If you think that the year 2000 is entrenched in total cultural passivity, you are mistaken. "Beaches & Canyons" is the vintage of modernism. Almost the entire contemporary noise movement has something to say.
Black Dice masterfully blend free collage, glitch, kraut, and noise. They may seem as cacophonic as Lightning Bolt, but in reality, there is a mannerism and order known only to them. "Creature," "Snarly Yo," and the entire "Beaches & Canyons" are the greatest examples... throwing Eno into the magma of Throbbing Gristle... something similar surely emerges.
It is the most challenging work of the latest phase, where you must concentrate solely on the aesthetics of sound. They leave little room for reflective pauses.
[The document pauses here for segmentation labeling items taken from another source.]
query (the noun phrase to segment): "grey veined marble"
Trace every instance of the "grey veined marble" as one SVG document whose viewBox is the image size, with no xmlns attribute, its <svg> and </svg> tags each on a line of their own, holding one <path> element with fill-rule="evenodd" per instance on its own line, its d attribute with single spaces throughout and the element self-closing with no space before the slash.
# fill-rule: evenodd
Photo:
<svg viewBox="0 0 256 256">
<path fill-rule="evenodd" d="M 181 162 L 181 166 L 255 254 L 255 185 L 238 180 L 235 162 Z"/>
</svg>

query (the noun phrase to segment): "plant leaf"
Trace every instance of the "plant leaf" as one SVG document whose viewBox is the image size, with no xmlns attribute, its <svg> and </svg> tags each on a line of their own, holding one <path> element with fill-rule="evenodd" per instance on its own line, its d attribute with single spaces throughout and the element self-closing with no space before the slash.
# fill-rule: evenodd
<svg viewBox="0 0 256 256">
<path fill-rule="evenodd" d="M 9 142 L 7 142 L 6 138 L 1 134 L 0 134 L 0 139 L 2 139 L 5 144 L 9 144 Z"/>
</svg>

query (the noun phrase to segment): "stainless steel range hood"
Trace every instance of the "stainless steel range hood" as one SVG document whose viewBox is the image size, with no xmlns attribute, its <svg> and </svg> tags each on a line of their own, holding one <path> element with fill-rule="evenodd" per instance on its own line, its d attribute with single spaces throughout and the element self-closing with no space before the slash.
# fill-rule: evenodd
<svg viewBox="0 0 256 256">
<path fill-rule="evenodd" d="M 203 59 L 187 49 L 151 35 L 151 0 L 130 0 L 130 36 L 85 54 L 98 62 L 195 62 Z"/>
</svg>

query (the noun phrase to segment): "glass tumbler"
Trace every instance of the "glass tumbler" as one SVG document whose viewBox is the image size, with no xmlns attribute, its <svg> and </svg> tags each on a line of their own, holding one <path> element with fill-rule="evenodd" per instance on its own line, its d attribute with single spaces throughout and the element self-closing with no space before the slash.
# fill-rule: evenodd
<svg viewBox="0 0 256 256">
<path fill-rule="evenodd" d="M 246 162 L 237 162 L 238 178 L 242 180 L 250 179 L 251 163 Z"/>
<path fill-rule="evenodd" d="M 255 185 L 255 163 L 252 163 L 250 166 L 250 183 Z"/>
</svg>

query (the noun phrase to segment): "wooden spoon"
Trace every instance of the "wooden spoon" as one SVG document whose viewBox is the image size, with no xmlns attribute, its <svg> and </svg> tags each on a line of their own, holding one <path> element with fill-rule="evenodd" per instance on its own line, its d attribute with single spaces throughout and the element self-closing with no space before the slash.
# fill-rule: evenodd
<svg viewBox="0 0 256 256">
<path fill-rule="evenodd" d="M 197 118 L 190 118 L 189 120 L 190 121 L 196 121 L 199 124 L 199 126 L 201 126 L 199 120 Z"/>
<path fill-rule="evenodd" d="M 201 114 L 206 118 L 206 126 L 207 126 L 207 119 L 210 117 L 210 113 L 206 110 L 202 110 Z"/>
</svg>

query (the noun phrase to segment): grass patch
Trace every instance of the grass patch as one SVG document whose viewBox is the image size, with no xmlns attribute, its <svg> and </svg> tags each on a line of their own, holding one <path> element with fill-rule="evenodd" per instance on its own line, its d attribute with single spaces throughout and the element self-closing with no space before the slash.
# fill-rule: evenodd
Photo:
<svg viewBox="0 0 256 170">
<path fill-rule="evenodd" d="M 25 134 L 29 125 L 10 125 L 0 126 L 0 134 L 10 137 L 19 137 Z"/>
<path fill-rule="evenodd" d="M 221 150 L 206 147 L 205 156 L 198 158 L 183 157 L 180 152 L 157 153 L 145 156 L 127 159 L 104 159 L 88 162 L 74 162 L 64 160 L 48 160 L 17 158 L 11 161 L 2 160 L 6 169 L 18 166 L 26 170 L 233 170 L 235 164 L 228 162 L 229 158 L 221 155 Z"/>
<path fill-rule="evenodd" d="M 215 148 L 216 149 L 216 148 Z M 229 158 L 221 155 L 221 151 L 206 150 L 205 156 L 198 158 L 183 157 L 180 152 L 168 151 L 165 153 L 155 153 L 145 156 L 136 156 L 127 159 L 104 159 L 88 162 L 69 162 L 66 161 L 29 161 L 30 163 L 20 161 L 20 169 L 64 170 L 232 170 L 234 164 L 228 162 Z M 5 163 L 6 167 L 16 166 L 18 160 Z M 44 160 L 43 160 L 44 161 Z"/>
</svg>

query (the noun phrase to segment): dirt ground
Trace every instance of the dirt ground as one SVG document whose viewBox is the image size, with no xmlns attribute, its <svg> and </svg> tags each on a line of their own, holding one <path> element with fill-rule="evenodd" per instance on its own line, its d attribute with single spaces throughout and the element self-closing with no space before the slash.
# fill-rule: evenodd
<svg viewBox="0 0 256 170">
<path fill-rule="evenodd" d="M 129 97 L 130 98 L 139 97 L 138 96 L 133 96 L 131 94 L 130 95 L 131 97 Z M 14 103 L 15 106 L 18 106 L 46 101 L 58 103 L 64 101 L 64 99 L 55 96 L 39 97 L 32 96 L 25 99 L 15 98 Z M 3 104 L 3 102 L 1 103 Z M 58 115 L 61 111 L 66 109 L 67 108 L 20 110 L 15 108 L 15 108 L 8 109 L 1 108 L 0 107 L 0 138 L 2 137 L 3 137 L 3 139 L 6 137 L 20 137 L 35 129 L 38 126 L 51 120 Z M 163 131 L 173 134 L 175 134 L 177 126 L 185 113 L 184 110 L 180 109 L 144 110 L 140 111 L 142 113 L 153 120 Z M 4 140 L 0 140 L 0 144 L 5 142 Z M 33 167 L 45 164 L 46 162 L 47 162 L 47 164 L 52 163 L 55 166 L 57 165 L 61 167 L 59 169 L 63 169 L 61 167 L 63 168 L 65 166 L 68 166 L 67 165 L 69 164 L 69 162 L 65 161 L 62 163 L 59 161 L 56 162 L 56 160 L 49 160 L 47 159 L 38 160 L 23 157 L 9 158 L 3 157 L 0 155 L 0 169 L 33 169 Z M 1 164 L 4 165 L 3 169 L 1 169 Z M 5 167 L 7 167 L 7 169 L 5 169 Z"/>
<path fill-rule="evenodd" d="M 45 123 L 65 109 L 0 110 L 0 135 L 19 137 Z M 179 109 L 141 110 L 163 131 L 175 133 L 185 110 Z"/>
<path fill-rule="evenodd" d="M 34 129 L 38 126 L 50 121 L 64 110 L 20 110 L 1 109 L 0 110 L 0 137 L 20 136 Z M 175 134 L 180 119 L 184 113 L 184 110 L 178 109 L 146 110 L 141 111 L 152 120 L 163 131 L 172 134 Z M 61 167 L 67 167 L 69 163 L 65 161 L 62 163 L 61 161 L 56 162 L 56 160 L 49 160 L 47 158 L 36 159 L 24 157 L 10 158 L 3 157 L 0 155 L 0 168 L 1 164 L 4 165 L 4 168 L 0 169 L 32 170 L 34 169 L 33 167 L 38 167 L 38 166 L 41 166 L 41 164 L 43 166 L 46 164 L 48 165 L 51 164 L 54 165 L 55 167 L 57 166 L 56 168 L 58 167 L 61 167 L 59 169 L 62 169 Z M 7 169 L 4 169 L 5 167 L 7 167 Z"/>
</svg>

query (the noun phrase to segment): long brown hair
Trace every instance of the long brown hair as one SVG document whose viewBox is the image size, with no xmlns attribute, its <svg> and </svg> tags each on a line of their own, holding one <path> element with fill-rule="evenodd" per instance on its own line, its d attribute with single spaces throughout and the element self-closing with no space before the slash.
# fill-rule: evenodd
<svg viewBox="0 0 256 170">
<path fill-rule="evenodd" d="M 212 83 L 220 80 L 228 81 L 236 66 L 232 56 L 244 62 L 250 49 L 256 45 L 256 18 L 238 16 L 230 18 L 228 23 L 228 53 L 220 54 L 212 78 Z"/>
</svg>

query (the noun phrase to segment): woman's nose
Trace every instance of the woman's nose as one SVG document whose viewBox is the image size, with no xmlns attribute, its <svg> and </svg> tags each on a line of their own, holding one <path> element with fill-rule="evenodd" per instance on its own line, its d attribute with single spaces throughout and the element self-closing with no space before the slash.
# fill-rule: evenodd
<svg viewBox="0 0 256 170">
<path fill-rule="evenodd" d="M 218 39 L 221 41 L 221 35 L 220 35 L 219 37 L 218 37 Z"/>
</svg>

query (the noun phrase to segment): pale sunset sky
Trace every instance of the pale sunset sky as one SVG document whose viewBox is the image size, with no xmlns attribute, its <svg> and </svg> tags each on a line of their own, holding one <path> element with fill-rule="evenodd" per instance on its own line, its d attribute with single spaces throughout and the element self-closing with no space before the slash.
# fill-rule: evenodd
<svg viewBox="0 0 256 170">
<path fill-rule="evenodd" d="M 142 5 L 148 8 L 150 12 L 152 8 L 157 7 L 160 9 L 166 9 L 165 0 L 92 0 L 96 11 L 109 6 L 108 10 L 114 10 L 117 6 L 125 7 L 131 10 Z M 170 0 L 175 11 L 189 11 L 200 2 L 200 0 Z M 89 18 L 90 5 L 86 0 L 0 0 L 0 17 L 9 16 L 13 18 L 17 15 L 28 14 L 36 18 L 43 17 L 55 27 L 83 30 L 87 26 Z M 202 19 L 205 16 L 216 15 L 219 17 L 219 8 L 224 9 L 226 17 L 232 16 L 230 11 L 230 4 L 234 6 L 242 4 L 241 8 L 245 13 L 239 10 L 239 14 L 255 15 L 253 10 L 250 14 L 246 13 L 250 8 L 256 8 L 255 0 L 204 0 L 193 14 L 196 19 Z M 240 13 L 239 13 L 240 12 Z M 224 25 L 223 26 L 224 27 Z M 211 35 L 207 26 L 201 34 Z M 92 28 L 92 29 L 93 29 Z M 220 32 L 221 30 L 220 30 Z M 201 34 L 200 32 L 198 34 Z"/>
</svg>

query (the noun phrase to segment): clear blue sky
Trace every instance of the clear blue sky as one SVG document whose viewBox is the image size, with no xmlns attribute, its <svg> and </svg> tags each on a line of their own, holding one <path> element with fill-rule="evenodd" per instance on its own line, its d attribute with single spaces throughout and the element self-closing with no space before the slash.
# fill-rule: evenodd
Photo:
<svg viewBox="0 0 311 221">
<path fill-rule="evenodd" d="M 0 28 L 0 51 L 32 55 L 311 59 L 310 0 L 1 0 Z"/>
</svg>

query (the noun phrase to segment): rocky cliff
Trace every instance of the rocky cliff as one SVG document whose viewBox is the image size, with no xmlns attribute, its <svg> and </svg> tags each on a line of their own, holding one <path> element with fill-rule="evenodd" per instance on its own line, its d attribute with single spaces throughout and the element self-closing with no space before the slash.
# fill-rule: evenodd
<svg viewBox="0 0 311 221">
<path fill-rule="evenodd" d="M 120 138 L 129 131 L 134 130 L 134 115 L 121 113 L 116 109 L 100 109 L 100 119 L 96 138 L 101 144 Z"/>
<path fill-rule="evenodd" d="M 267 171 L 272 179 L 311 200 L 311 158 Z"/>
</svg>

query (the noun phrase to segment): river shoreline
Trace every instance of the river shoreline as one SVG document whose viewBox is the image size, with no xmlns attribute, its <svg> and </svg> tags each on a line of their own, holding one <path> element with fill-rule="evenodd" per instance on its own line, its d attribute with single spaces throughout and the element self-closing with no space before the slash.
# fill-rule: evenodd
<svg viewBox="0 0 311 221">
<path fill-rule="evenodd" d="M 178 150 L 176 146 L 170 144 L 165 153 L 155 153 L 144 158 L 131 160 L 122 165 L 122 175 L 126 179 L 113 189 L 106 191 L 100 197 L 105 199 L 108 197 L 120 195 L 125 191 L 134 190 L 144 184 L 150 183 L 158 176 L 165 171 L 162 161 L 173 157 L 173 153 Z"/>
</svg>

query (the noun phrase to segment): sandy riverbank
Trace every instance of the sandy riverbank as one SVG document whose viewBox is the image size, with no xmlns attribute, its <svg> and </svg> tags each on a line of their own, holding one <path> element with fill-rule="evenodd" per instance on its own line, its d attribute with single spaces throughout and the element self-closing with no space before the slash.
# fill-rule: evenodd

They are android dances for machines.
Mixing Hawaii in glitch is not easy, as in "Scavenger," or the raga tones of "Drool" obsessively looped.
Throughout the work, oppression grows alongside curiosity. The multi-ethnic "Toka Toka" is the music of fauna, forest, and savanna. "Gore" crushes the Swans of "Cop" in an electronic spiral (and it takes some doing). Sonic sadomasochism in "Kokomo," where we find the continuation of the concept in "Broken Ear Record." "Roll Up" is the most bouncing watercolor, but only in terms of rhythm, because stasis is the dominant element within their production.
The cyber nightmare of "Bananas" is softened by the minimal finale, while the neurosis of "Manoman" concludes the album. Inevitably, one loves the feeling of being trapped in the repeat of the most abstract samples.
One becomes a slave to this imaginary sonic circus.